The difference between people who break and people who build empires isn't avoiding hardship. It's building armor thick enough that nothing penetrates anymore.
Real power is handling anything—rejection, failure, betrayal, financial collapse—without losing yourself.
Here's how you build that armor.
If you're not failing spectacularly, you're not pushing hard enough. Every successful person has a graveyard of failures behind them. They just treated failure as tuition, not verdict.
Cody Sanchez built billion-dollar assets, lost nearly everything, got rejected from dream jobs despite being qualified, went through divorce while facing workplace hostility. None of it stopped her.
The reframe: Failure isn't the opposite of success—it's the entry fee. You're not in the game if you haven't felt like you might lose everything. Those moments aren't warnings to quit. They're confirmation you're playing at the right level.
Kobe Bryant said failure is only one thing: not progressing after setbacks. Everything else is feedback.
Nice gets you ignored. Results get you respect.
Early in her career, Cody lacked respect because she wasn't "dangerous" enough—she wasn't impactful enough to matter. Having a chip on your shoulder, that sense of being underestimated, can fuel you more than validation ever will.
Never apologize for being ambitious. The people who make you feel bad about your drive will never accomplish what you're building.
Think of a duck gliding across water while paddling furiously underneath. Externally composed, internally relentless.
Nobody needs to see you hustling. They need to see the results.
Your output is a direct reflection of your inputs. Surround yourself with smarter, more successful people. Read what they read. Eliminate content and conversations that don't elevate your thinking.
The filter: If it's not making you smarter, stronger, or more capable, it's making you weaker. Cut it out.
Success isn't just what you know—it's who knows you. Self-promotion isn't optional.
Cody landed jobs by showing up at conferences and asking questions until someone noticed. She pursued roles she wasn't qualified for by creating business plans and showing proof of work.
The move: Show, don't tell. Build the thing. Present the plan. Deliver results. Then ask for what you want.
Your bank account reflects the difficult conversations you've had. Firing employees. Standing up to partners. Demanding what you're worth. Confronting betrayal.
The more uncomfortable conversations you master, the greater your financial reward. Most people avoid these forever. They stay small, underpaid, walked over because confrontation feels worse than accepting less.

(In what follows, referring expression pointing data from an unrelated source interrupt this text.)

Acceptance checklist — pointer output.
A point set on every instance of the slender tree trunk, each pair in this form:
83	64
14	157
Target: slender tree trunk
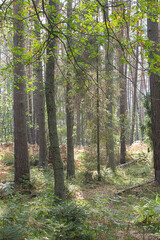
51	111
122	108
153	36
78	129
40	105
21	160
134	97
69	109
109	97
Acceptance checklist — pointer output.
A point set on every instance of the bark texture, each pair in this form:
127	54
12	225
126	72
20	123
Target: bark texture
153	35
21	160
69	109
40	105
51	111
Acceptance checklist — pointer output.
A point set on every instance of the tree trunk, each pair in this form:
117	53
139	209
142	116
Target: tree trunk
134	96
109	94
155	92
40	105
51	111
69	109
122	108
78	128
21	160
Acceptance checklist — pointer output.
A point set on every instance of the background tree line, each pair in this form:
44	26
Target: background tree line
87	68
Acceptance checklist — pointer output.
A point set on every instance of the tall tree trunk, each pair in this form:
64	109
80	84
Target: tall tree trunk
122	108
109	94
78	129
134	96
69	109
153	36
51	111
21	160
40	105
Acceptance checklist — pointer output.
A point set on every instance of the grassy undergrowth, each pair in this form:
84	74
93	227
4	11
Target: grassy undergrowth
93	209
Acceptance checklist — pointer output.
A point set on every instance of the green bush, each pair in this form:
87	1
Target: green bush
69	222
149	214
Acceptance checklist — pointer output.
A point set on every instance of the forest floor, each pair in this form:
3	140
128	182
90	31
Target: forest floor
124	205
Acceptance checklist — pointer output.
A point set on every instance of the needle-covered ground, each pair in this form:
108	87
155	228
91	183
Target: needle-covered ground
123	205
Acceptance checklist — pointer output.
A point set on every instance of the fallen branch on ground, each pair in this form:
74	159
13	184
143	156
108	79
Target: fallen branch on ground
135	186
133	161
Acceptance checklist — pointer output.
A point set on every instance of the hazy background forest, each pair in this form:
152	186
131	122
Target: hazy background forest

The truth: The discomfort of a difficult conversation lasts minutes. The consequences of avoiding it last years.
Cody faced legal battles with partners, discovered fraud in her own company, nearly lost everything despite doing "everything right." Those experiences built armor employment never could.
Almost losing everything forces you to develop real systems, real oversight, real strength. It transforms you from someone who hopes things work out to someone who ensures they do.
Stop praying for easier paths or more money. Pray for strength, confidence, and learning ability.
Growth isn't about lighter loads—it's about increasing your capacity to carry weight. Like progressive overload in the gym. Each challenge prepares you for the next level.
The goal isn't avoiding burden. It's becoming someone who can handle anything.
Every rejection you survive makes the next one bounce off easier. Every failure you learn from makes the next setback feel manageable. Every difficult conversation you have makes the next one less scary.
This is how armor gets built—not by avoiding hits, but by taking them and staying standing.
Eventually, you reach a point where nothing can truly hurt you anymore. Not because nothing bad happens, but because you've built the capacity to handle whatever comes.
People will try to break you. Circumstances will test you. You'll face betrayal, loss, rejection, failure. And you'll handle it. Because you've been handling it all along, and each time, you got stronger.